When a bank is unable to meet its commitments (including as regards its liquid asset
requirement) or severe solvency or managerial shortfalls emerge (as defined in the banking
law), the bank’s non-sight liabilities are frozen while sight deposits remain fully accessible;
they are “decoup led” from the rest of the bank together with the corresponding liquid assets
plus the BCCh guarantee. This protects the payments system, mitigates the contagion risk of
a bank closure, and provides breathing room for an efficient resolution of the non-narrow
part of the bank.
The risk of an unwarranted last minute expansion of the guarantee is limited by a five-day
advance notice required by banks for transferring term deposits into sight deposits. The bank
resolution system is conditioned to (and shaped by) a creditor agreement ratified by the
majority (in terms of claims) of the bank’s non-sight creditors (and the SBIF). When an
agreement cannot be reached, outright liquidation on the entire non-narrow bank is the only
possible outcome.
- 44 -
APPENDIX V
Founded in the early 1990’s, Inverlink grew rapidly from a stock brokerage firm into a full-
fledged conglomerate with pension fund, life insurance, and nonfinancial concerns. After
being accused of share price manipulation in 2001, the group was encouraged by the SBIF to
retract its banking license application, while the Central Bank refused it authorization to deal
on the foreign exchange market.
At the beginning of February 2003, Inverlink’s brokerage arm was revealed to have been
buying market-sensitive information from the personal secretary of the Central Bank
president. Faced with a run on its mutual funds caused by these accusations, the group
resorted to selling paper-based CDs from CORFO that it illegally held and had been using as
collateral for short-term trading for years. It also borrowed substantially from its insurance
subsidiary, resulting in the latter’s subsequent insolvency and collapse.

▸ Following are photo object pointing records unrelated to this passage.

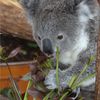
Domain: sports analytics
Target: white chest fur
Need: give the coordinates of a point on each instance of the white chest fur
(84, 14)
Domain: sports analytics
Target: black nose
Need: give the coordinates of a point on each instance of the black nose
(47, 46)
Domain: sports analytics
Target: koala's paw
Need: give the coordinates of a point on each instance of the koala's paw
(50, 80)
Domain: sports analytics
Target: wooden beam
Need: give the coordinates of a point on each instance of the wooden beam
(13, 20)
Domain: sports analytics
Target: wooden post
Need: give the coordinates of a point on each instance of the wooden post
(98, 71)
(13, 20)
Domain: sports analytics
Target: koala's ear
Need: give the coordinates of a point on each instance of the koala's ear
(30, 6)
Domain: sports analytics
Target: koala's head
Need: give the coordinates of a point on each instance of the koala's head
(56, 23)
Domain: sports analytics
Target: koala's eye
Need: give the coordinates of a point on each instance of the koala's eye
(60, 37)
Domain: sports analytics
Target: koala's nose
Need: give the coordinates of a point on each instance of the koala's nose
(47, 47)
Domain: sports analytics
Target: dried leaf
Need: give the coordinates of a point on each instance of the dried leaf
(14, 52)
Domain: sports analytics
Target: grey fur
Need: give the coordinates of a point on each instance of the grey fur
(51, 17)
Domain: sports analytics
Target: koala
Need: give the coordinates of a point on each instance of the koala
(70, 25)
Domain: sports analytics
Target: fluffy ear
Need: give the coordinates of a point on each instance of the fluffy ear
(30, 6)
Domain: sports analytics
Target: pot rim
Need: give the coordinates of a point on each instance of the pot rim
(18, 63)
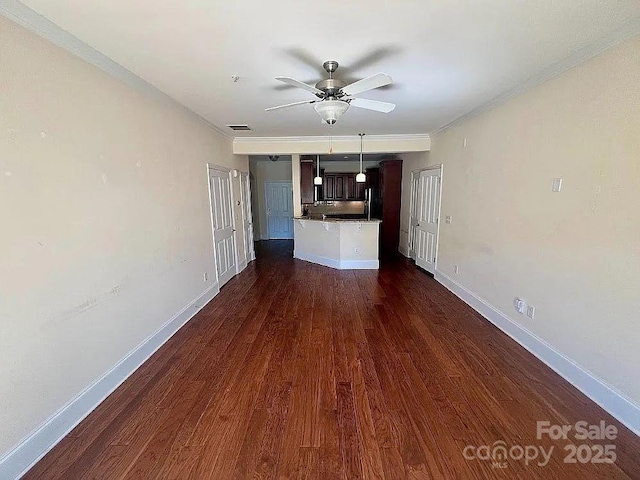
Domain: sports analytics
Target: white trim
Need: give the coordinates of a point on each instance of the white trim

CORFO’s reporting of the theft in March (by that time, the CDs had changed hands and were
held mostly by local mutual funds) triggered a dispute as to their ownership (the holders
maintained they had acquired the CDs in good faith). Over the next three days, the mutual
fund industry lost over US$1.5 billion (around 27 percent of its assets) as nervous investors
unloaded positions; this led to knock-on effects on the prices of other secondary market
securities.
Faced with a paralyzed market and mounting fears of a broader liquidity run, the government
lifted the stop payment on the CDs until the courts determined their legal ownership, a
process that is still on-going. In addition, it reached an agreement with SVS and the banks
(owners of most mutual funds) so that the latter would guarantee the immediate repayment of
the stolen instruments and would take any court- mandated loss. This stabilized the financial
markets.
The scandal led to the resignation of the CORFO Executive Vice President, Central Bank
President, and SVS Superintendent, as well as to the arrest and trial of Inverlink senior
management. It was Chile’s first (albeit limited) market confidence crisis since the early
1980’s, raising serious questions about cross-sector contagion, inadequacies in market
infrastructure, insufficient internal controls, and ineffective surveillance.